After an incomplete when Kinoshita caught a pass but came down out of bounds, Sugawara went to him again. The former NFL Europe star, who finished with seven receptions for 106 yards, caught the pass at the Kajima 40, bounced off a would-be tackler, then rambled to the 15.

 

Three plays later on 1st-and-goal at the 5, Kinoshita took a flare pass in the right flat, then calmly lofted a pass to Ken Shimizu all alone in the back of the end zone. Shimizu finished with five receptions for 70 yards.

 

“We wanted to score points before halftime,” Sugawara said. “If we don’t score, the atmosphere is completely different. Everyone was like, let’s get this one. It came out just like we wanted.”

 

Ohashi said he took a lesson for the razzle-dazzle from Kwansei Gakuin University, who used a number of trick plays in the their 21-15 loss to the Seagulls in last year’s Rice Bowl.

 

“It was a kind of playing, not the standard play,” Ohashi said. “We prepared many trick plays for this game, but we used only one. I still have them, but it’s a secret.”

 

Kajima’s Daisuke Aoki kicked a pair of field goals in the first half, the first a 44-yarder after Tadanari Sano intercepted a Sugawara floater at the Obic 46-yard line.

 

Ohashi praised his players for putting their mistakes behind them, and Sugawara did that on the next drive. He completed all six of his passes in engineering a 12-play, 86-yard drive, with Furutani going over on his second attempt at the 1.

 

Kajima appeared to have retaken the lead on its next possession, but an 11-yard touchdown pass from Kato to Kento Suzuki was nullified because lineman Kohei Kasai was flagged for being inexplicably downfield.

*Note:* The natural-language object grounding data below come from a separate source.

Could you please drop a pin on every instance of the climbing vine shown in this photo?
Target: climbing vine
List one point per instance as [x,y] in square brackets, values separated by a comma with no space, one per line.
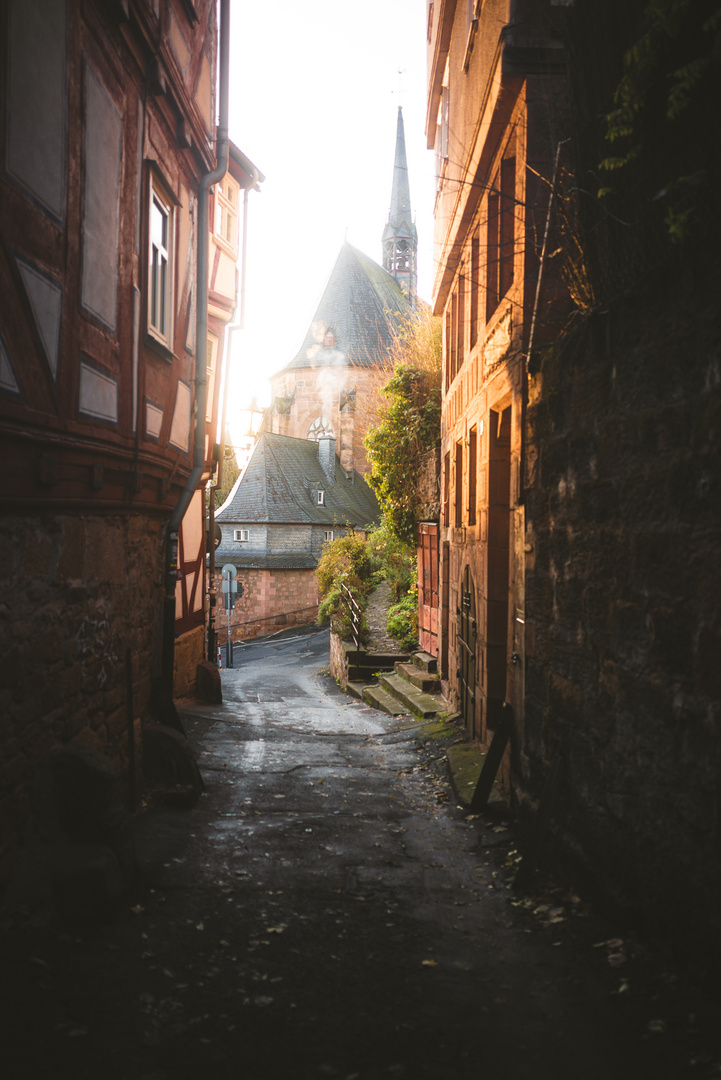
[670,76]
[409,424]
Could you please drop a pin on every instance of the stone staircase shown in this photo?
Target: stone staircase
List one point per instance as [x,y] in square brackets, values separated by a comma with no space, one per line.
[411,686]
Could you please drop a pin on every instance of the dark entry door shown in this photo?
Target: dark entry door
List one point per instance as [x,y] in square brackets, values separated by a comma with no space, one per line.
[467,633]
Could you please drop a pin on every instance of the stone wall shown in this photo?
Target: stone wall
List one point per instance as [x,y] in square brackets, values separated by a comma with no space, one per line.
[76,593]
[623,676]
[271,601]
[189,652]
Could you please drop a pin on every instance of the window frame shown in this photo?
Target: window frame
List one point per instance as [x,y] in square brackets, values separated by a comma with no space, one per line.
[227,213]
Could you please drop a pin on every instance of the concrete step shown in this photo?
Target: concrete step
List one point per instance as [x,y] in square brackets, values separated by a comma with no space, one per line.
[420,678]
[421,704]
[379,698]
[356,689]
[425,662]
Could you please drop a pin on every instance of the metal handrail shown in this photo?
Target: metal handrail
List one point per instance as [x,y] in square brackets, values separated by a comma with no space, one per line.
[354,613]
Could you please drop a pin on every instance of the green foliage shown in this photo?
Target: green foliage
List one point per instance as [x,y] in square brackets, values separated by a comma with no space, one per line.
[409,424]
[403,620]
[344,561]
[393,561]
[670,75]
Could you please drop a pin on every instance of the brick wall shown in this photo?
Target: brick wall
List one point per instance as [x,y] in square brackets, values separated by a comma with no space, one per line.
[76,593]
[271,601]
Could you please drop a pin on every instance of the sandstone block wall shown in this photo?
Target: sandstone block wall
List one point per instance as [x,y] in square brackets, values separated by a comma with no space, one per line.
[76,593]
[271,601]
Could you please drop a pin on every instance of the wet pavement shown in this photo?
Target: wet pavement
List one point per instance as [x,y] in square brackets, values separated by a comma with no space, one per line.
[327,910]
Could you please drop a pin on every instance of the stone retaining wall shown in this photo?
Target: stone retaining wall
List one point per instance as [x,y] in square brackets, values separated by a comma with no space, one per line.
[76,594]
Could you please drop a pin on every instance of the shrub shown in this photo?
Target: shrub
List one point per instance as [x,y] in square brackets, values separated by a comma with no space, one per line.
[403,620]
[344,561]
[393,561]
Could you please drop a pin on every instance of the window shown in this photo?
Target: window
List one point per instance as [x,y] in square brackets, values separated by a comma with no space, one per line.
[320,428]
[460,326]
[459,484]
[501,228]
[226,211]
[473,450]
[160,266]
[475,270]
[212,346]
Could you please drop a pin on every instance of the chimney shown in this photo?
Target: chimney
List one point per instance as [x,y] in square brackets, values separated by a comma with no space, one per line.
[327,456]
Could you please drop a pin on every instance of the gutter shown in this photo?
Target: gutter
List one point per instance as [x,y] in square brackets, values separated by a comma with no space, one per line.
[164,696]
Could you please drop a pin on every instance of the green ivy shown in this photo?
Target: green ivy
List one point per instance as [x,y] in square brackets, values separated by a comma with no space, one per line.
[667,72]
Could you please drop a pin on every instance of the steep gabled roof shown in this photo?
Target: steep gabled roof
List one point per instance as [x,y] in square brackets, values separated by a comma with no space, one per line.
[279,486]
[359,304]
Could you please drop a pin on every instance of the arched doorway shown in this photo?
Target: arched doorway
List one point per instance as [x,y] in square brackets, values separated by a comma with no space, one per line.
[467,633]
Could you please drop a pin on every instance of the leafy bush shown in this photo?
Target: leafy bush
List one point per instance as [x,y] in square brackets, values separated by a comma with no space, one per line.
[403,620]
[393,559]
[344,562]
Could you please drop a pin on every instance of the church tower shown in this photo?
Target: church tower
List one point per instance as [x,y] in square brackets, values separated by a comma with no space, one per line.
[399,234]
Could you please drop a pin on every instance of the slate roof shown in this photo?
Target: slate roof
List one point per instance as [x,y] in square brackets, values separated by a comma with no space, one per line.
[286,561]
[279,483]
[359,304]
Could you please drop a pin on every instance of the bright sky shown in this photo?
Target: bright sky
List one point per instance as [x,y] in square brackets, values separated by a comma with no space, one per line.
[313,103]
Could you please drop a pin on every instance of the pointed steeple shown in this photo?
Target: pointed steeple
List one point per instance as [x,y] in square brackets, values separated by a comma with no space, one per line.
[399,234]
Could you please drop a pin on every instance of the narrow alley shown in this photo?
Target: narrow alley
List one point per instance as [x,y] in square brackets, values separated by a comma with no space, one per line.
[327,910]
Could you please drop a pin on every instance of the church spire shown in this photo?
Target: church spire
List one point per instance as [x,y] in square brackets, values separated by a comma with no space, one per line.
[399,234]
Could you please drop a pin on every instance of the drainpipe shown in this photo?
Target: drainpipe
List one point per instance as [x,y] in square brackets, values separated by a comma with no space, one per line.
[165,704]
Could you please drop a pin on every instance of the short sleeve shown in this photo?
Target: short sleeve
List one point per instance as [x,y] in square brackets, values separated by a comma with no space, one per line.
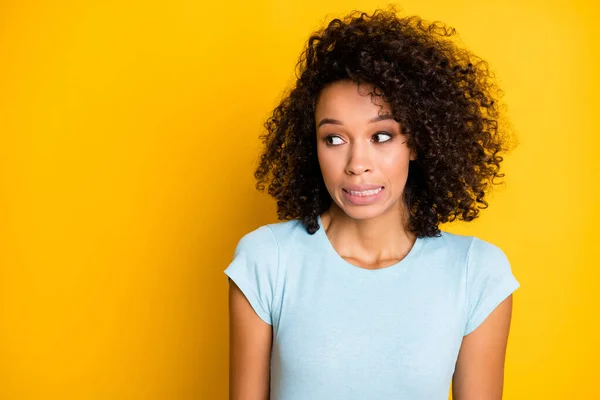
[489,281]
[254,270]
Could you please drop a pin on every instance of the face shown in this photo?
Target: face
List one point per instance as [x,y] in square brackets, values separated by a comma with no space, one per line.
[362,152]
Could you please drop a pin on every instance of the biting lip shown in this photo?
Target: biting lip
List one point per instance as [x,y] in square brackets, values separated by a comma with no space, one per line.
[361,188]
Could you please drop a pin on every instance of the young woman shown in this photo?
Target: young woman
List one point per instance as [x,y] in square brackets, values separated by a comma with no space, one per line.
[389,131]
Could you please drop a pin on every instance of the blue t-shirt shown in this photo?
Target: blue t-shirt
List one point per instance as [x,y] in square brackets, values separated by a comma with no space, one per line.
[345,332]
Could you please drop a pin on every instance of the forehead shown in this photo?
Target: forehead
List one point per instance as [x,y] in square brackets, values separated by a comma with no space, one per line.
[350,99]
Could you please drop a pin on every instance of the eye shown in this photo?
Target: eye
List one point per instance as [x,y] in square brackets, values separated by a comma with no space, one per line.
[381,137]
[333,140]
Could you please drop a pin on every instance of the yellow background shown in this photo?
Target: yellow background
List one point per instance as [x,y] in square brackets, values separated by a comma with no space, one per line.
[128,138]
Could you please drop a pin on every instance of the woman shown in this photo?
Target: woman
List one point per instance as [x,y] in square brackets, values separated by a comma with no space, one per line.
[389,131]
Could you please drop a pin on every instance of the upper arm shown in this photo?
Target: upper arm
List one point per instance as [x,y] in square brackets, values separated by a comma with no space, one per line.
[479,372]
[250,340]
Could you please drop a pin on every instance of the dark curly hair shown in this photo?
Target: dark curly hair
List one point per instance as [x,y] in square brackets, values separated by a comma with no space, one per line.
[444,98]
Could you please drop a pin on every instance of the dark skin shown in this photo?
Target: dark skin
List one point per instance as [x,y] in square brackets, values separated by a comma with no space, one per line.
[355,233]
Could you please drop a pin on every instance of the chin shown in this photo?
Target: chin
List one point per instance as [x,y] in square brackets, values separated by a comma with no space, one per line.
[362,212]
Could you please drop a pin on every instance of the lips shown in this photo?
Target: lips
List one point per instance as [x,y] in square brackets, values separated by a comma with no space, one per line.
[361,188]
[362,195]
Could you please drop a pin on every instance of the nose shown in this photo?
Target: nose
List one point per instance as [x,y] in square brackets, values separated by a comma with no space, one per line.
[359,159]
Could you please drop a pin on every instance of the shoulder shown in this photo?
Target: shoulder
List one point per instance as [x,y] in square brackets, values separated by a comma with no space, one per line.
[273,236]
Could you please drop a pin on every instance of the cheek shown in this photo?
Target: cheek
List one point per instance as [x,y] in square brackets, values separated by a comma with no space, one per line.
[395,166]
[329,163]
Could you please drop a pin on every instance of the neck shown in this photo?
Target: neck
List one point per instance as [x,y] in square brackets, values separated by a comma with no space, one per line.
[371,240]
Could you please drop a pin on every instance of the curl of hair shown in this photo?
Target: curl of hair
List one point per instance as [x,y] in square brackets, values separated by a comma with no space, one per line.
[444,98]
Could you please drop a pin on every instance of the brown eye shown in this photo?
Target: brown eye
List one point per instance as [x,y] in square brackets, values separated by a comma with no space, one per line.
[381,137]
[333,140]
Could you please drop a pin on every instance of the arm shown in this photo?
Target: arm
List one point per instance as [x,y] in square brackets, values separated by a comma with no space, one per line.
[250,340]
[479,372]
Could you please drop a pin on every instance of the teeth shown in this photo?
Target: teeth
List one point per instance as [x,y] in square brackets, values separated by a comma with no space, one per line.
[365,192]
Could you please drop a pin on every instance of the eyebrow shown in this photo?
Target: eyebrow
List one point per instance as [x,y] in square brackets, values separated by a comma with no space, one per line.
[338,122]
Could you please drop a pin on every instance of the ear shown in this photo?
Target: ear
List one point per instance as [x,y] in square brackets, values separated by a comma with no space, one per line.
[413,155]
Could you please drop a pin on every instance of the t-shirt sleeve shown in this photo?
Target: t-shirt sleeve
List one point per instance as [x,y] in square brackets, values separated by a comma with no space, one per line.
[489,281]
[254,270]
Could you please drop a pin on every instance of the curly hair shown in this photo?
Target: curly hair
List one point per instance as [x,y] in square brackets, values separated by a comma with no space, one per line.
[444,98]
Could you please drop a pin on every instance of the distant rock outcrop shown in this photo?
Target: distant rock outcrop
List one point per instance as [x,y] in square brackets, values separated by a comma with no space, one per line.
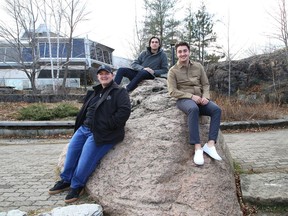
[262,76]
[152,171]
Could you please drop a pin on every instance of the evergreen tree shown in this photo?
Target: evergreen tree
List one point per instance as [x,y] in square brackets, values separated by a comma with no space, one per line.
[199,34]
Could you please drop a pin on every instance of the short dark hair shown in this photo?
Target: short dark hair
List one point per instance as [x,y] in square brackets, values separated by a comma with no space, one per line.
[182,43]
[155,38]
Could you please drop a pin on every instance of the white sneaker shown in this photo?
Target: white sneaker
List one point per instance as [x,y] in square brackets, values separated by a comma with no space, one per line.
[211,151]
[198,157]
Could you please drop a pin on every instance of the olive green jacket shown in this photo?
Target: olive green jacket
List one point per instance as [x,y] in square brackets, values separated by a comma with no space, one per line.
[183,82]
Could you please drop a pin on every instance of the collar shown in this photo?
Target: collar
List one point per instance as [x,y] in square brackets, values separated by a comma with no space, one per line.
[179,65]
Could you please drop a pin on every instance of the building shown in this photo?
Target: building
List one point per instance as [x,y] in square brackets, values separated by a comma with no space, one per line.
[51,56]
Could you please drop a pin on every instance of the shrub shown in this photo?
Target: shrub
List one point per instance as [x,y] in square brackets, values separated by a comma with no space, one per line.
[65,110]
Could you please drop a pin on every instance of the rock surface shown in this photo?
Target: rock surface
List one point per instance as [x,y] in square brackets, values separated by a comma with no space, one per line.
[152,171]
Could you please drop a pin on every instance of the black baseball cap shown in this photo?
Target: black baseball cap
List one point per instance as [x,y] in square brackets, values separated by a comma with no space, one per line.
[104,67]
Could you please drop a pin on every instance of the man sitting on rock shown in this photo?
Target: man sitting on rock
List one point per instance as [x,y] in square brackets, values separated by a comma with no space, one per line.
[151,63]
[99,127]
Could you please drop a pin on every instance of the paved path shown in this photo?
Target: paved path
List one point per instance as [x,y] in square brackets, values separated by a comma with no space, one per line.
[28,167]
[263,157]
[27,171]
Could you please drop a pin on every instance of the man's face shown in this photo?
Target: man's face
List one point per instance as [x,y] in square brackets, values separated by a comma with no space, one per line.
[183,53]
[154,44]
[104,77]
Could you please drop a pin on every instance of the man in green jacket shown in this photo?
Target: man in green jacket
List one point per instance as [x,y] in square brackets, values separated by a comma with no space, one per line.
[188,83]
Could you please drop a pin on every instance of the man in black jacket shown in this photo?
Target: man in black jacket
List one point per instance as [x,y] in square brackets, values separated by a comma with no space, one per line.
[99,126]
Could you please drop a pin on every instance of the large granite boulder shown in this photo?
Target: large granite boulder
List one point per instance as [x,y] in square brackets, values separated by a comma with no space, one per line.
[152,171]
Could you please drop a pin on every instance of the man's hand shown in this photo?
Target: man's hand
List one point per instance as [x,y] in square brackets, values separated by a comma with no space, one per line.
[149,70]
[199,100]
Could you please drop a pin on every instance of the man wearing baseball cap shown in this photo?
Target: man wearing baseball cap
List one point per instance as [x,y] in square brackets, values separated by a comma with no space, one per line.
[99,127]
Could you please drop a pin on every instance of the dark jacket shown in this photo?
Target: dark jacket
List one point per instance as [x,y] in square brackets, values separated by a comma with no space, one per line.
[111,113]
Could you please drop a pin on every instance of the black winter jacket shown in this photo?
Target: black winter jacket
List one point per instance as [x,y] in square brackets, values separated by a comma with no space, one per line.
[111,113]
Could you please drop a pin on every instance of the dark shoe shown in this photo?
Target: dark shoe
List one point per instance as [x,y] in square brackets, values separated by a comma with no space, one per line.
[74,194]
[59,187]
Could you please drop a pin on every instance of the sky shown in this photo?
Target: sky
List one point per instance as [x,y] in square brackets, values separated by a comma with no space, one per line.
[112,23]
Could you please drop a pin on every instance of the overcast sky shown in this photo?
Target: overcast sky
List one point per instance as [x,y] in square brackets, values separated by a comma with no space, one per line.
[112,23]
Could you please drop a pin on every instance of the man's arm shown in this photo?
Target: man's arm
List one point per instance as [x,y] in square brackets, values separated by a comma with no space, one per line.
[164,65]
[137,63]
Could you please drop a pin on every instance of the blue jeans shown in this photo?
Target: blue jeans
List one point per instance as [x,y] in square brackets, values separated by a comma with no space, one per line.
[193,111]
[135,77]
[83,156]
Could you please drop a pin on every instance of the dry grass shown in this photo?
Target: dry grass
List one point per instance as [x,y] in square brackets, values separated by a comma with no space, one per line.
[9,110]
[236,110]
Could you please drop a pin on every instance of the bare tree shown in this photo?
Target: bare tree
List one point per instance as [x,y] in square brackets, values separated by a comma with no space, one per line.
[281,33]
[22,36]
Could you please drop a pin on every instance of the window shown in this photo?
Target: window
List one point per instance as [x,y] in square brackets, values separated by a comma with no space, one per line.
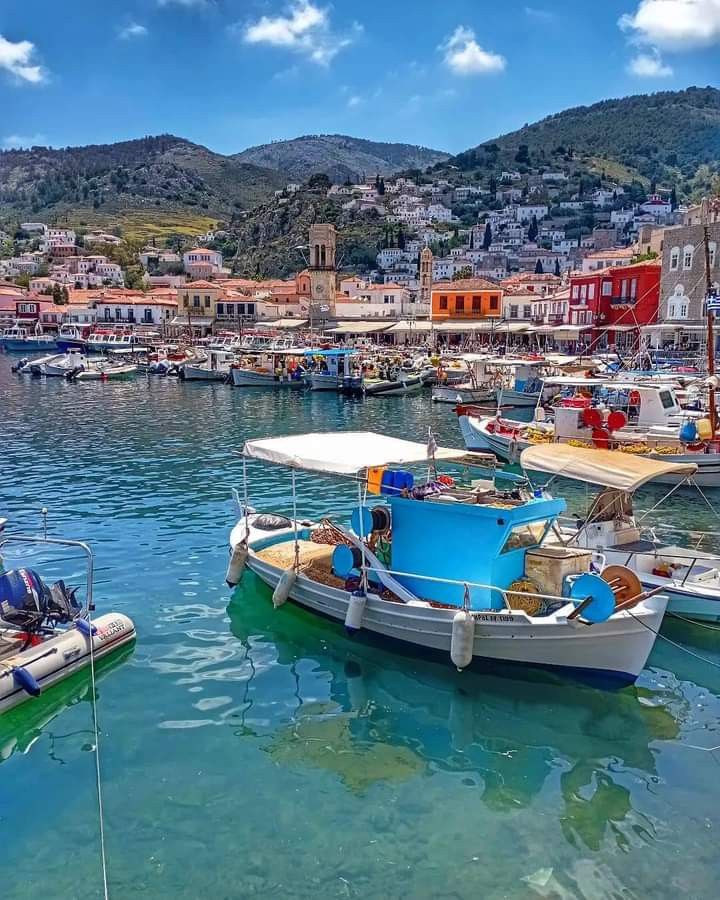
[667,399]
[529,534]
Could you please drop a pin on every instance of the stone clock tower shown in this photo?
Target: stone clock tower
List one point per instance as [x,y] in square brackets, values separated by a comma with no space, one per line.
[323,240]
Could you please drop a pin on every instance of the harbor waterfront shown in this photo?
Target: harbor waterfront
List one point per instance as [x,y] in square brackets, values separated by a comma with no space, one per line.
[248,751]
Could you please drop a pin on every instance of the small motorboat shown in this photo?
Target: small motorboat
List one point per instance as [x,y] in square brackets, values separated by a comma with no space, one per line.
[688,575]
[453,564]
[46,634]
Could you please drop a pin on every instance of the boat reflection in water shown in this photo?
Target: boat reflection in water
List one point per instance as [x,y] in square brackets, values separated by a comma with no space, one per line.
[21,727]
[385,718]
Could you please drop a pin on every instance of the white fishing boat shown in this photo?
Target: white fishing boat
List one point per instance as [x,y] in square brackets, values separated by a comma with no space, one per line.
[441,565]
[46,634]
[64,365]
[274,369]
[333,370]
[214,367]
[634,418]
[21,339]
[689,576]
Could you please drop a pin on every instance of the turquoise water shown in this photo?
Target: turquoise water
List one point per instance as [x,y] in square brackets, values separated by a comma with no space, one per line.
[252,752]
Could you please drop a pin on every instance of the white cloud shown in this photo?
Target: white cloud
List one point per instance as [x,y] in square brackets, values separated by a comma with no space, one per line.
[539,14]
[649,65]
[464,56]
[132,31]
[305,28]
[18,141]
[18,59]
[188,4]
[674,24]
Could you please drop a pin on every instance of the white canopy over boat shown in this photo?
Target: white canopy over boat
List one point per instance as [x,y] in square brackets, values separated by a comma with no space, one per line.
[608,468]
[347,452]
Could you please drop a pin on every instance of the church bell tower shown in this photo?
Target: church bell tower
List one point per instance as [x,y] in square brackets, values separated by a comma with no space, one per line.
[322,270]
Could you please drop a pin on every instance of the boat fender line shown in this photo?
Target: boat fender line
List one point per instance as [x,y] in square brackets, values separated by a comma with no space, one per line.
[284,586]
[85,627]
[355,611]
[25,680]
[236,566]
[462,639]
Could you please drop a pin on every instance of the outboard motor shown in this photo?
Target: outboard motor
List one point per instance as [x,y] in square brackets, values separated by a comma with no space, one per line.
[26,601]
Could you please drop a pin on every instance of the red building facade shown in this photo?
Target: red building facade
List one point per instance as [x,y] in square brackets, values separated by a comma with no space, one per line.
[617,302]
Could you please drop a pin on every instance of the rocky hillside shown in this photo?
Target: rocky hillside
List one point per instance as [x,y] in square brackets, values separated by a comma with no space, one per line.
[265,241]
[339,157]
[671,138]
[165,172]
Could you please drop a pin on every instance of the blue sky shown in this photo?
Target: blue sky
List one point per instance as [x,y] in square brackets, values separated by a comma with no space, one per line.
[233,73]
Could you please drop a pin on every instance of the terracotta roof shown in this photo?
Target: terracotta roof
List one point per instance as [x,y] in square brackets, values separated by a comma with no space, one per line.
[467,284]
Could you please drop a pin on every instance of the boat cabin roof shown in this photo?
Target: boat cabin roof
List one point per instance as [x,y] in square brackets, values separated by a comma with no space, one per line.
[351,452]
[607,468]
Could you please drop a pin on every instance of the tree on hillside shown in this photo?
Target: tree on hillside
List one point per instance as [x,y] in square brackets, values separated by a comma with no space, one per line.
[487,237]
[319,182]
[533,229]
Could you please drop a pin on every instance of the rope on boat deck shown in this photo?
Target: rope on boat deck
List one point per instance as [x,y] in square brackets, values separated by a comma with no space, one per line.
[675,644]
[98,779]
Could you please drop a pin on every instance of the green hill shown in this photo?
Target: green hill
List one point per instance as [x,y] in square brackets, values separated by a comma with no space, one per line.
[163,172]
[672,137]
[339,157]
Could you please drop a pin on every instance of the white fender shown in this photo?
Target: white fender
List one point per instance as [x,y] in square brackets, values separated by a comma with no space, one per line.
[236,566]
[462,640]
[283,587]
[355,611]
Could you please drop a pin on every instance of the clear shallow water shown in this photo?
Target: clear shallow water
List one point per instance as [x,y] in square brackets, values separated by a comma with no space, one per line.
[248,752]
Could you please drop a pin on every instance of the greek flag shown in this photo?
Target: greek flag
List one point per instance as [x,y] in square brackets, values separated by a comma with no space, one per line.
[432,444]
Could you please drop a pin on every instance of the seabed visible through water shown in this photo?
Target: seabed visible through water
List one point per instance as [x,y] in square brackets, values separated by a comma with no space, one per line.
[252,752]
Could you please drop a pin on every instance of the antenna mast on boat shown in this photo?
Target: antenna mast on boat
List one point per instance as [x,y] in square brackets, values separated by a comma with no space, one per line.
[709,313]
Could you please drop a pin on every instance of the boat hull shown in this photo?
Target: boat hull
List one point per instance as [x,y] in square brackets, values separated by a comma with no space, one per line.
[617,649]
[248,378]
[70,652]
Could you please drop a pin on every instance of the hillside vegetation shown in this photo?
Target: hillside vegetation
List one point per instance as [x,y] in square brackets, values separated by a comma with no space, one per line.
[669,138]
[340,157]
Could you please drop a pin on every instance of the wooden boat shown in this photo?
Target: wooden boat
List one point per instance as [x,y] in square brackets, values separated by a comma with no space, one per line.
[441,565]
[689,576]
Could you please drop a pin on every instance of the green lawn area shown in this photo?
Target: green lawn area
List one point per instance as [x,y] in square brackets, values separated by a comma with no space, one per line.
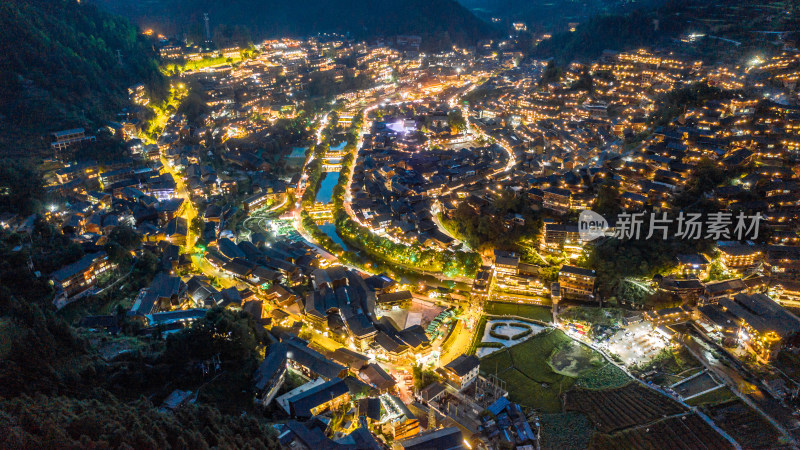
[606,376]
[714,397]
[539,370]
[595,316]
[536,312]
[672,365]
[526,369]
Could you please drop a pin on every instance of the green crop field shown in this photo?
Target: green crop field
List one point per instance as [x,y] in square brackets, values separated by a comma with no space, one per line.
[538,371]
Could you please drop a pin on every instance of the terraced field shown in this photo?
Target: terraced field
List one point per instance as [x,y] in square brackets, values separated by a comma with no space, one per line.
[616,409]
[687,431]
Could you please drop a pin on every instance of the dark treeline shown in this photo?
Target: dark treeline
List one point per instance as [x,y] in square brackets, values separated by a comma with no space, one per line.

The Deers had to settle for Aoki’s 26-yard field goal.

 

The teams traded interceptions in a scoreless third quarter, with Koki Kato picking off a Sugawara pass and rookie Keizaburo Isazawa victiming Shohei Kato, who was 16 for 32 for 180 yards.

 

On Kajima’s scoring drive early in the fourth quarter, Kato converted on three straight third downs with passes to Naoki Maeda of 8, 14 and 10 yards. The last one put the ball on the Obic 6, where Maruta gained five yards before bulling over from the 1 to make it 14-12.

 

On the 2-point conversion that could have tied the game, Obic was flagged for pass interference, moving the ball up 1 1/2 yards. But on the retry, Isazawa was in the right place at the right time, although he never saw Kato’s pass hit him in the helmet and fall incomplete.

 

For Kajima, the loss marked the team’s final game under its current name. Earlier this year, the parent company Kajima Corp. announced it would no longer fund the squad, and it is currently in search of a new sponsor.